Wir kaufen (großzügig, oder?) billig Waren aus den „armen, entwicklungsbedürftigen“ Ländern ein. Die sind doch dort eh froh, wenn sie überhaupt etwas verdienen, oder?
Die Folgen in diesen Ländern sind Landflucht, Zustrom zu den Städten, unzureichende Wohnmöglichkeiten, Druck und Ausbeutung der ArbeitnehmerInnen, mangelnde soziale Absicherung, fehlende arbeitsrechtliche Mittel. Kündigung im Falle einer Schwangerschaft, kein Recht auf freie Tage, 16 Stunden Arbeitszeit sind keine Seltenheit, obwohl es offiziell natürlich anders ausschaut. Die soziale Ungleichheit und Untragbarkeit führt nicht selten zu Unruhen und politischen Repressalien.
Tatsache ist: So beuten wir Länder aus, die einen weniger hohen Lebensstandard haben als wir, und mit unserer vermeintlichen Großzügigkeit und mit derartiger „Entwicklungshilfe“ zeigen wir nur unsere Überlegenheit, anstatt wirkliche Kooperation und Wertschätzung anzubieten.

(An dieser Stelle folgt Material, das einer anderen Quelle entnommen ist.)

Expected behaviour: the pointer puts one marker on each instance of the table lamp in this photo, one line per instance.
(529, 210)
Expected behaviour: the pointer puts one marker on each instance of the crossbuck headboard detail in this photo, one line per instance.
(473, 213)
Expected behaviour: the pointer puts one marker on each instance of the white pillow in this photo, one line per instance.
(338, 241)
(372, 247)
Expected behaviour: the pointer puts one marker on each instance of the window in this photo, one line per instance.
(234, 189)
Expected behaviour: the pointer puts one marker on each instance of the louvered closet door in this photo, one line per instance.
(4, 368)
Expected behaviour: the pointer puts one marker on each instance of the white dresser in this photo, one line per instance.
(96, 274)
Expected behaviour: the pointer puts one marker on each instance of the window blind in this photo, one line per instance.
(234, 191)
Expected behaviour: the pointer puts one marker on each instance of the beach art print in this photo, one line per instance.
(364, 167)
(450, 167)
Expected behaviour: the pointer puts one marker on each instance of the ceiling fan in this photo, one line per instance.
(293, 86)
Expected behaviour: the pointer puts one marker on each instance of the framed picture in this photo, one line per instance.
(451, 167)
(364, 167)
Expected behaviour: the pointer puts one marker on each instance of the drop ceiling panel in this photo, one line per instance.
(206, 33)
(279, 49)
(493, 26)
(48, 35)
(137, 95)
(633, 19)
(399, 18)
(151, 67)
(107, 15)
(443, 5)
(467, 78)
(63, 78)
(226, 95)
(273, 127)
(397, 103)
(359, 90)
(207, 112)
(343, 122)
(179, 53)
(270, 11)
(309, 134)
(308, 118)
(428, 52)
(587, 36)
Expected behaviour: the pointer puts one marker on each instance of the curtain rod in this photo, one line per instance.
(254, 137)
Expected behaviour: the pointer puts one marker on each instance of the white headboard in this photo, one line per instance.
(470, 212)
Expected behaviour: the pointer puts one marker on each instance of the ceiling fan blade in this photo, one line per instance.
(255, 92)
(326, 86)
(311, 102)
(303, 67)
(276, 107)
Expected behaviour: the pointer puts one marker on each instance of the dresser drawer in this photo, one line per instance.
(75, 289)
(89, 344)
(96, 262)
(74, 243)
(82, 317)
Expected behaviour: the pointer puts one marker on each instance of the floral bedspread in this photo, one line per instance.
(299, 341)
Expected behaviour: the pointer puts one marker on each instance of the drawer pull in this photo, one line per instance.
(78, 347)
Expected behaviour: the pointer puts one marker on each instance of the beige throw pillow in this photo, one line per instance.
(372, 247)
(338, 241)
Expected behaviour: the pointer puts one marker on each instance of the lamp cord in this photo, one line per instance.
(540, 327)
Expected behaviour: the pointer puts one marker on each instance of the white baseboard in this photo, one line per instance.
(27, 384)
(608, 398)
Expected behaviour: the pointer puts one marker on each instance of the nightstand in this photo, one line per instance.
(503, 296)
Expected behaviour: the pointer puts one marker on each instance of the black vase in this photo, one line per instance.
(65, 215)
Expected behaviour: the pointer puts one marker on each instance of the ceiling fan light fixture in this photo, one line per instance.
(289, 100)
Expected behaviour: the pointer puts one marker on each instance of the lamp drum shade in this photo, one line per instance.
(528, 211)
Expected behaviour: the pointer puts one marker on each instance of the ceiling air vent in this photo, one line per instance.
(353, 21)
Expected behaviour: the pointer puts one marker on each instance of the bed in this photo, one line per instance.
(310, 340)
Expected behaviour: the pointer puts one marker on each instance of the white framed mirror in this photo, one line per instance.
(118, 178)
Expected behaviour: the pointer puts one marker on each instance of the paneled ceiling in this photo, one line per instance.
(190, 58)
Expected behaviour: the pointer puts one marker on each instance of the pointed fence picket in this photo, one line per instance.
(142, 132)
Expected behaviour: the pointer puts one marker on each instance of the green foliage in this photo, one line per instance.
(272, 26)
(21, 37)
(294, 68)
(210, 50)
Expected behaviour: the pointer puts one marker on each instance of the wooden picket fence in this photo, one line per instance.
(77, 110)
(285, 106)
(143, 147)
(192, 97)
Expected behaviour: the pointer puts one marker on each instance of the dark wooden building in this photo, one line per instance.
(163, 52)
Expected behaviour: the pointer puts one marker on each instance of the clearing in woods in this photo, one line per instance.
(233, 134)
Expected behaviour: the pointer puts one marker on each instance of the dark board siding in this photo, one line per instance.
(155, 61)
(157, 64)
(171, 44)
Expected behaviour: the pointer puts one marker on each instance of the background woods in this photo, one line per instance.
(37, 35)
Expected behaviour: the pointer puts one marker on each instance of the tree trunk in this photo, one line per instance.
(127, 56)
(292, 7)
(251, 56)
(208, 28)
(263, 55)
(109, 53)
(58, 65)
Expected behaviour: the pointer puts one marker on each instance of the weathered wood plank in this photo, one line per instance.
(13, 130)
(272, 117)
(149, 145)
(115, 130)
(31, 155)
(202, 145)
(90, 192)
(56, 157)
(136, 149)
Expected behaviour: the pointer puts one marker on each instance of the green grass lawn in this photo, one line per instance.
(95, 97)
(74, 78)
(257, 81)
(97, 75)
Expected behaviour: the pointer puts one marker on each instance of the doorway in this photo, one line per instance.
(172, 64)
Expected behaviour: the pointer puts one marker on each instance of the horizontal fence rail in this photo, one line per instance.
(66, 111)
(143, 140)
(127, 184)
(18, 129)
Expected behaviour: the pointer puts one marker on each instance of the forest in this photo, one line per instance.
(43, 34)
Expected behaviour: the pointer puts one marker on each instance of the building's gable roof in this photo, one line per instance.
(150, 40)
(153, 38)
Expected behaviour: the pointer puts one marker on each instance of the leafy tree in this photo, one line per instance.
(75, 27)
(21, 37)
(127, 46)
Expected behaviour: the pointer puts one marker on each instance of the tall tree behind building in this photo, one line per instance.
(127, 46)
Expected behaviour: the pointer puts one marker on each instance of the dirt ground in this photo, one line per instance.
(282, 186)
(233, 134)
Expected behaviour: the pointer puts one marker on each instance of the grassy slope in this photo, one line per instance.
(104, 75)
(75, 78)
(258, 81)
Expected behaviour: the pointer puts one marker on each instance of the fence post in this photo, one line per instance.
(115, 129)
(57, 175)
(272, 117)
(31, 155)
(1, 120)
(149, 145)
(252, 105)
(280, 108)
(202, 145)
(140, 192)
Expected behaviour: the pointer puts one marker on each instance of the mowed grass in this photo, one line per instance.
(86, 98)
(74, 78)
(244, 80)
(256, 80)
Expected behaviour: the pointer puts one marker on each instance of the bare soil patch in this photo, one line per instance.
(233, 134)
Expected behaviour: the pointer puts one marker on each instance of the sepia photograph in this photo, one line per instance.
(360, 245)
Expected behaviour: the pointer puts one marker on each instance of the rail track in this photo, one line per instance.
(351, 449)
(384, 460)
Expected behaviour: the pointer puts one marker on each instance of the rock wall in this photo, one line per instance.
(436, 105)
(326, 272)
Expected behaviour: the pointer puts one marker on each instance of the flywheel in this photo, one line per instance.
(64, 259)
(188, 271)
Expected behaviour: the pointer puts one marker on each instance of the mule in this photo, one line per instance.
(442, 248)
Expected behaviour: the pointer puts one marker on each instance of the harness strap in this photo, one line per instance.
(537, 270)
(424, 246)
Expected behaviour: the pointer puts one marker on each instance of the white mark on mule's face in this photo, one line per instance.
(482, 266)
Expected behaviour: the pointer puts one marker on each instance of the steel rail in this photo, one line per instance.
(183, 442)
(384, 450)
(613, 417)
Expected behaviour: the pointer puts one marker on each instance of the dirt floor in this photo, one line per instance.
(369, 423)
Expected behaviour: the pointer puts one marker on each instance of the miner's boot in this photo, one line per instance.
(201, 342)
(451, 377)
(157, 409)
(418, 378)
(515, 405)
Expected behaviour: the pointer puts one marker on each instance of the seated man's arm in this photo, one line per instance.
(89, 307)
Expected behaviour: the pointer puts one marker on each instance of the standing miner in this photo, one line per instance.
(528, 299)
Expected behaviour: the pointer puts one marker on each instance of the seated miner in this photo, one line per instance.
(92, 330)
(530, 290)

Nun, wir kapieren es noch immer nicht. Ist halt auch einfacher 20 T-Shirts topmodern von Billigketten zu kaufen als eine überschaubare Anzahl hochwertiger Kleidungsstücke aus nachhaltiger Produktion, die mehr kosten. Beim Essen ist es nicht anders. Ich höre immer wieder: „Ich kann mir das nicht leisten.“ Gleichzeitig geht der Kasten über, der Bauch ist dick und die elektrotechnische Ausstattung des Hauses und Autos spielt alle Stückerln. Ist eben eine Frage der individuellen Prioritäten und damit auch in Ordnung.
Die Welt ist ein Dorf und, wie wir gesehen haben, machen Menschen, deren Situation nicht mehr tragbar ist, auch vor Grenzen nicht halt. Nun haben wir die Flüchtlingsströme irgendwie eingedämmt oder irgendwo abgelagert. Ist kein Thema mehr, über das man sprechen müsste, oder??? Gut, dass „DIE da“ jetzt irgendwo verstaut sind, würden uns ja eh nur die Arbeitsplätze wegnehmen, sind ungebildet, womöglich unhygienisch und sollen sich tunlichst von unserem Hab und Gut fernhalten.
Nächster Step: Corona. Corona lässt sich nicht von Mauern abhalten oder in Auffanglager sperren. Corona kann nicht von einzelnen Ländern eingedämmt werden. Nur GEMEINSAM haben wir irgendeine Chance. Und auch da zeigt sich die uralte Überlebensstrategie, die in jedem/r von uns steckt: ICH, MEINE Meinung, MEIN Überleben. Die ANDEREN liegen falsch, sind asozial, und wir sollten uns zusammenrotten um sie zur Vernunft zu bringen = soweit Druck auszuüben, dass sie sich „freiwillig“ beugen.
Entwicklungsgeschichtlich ist das alles sehr spannend. Und wir sehen, dass die Herausforderungen und Lernaufgaben der Menschheit sowohl im zeitlichen Auftreten als auch in der Größendimension fast exponentiell ansteigen.
Denn wenn wir Corona im Griff haben und nicht gleich das nächste Virus vor der Tür steht, rollt ein überdimensionaler Wahnsinn auf uns zu, der Klimawandel. Und wir werden ihm GEMEINSAM ausgeliefert sein. Wir wissen es alle und fühlen uns hilflos angesichts dieser großen Dimension. Was könnte ICH als EINZELNE/R schon tun? Angesichts der Aussichtslosigkeit dem Abhilfe zu schaffen, resignieren wir und machen eben die Augen zu. Oder wir suchen die „Schuldigen“, die endlich etwas dagegen tun sollen!
Was gibt es für eine Lösung???????
Ich ODER die anderen. Mein Vorteil ODER der der anderen. Mein Wohlergehen ODER das der anderen.
Da sind wir noch nicht so viel weiter als in der Steinzeit.
Und gerade Corona zeigt uns, dass es so nicht geht. Dass wir das GANZE sehen müssen, dass wir mit der Polarisierung aufhören müssen.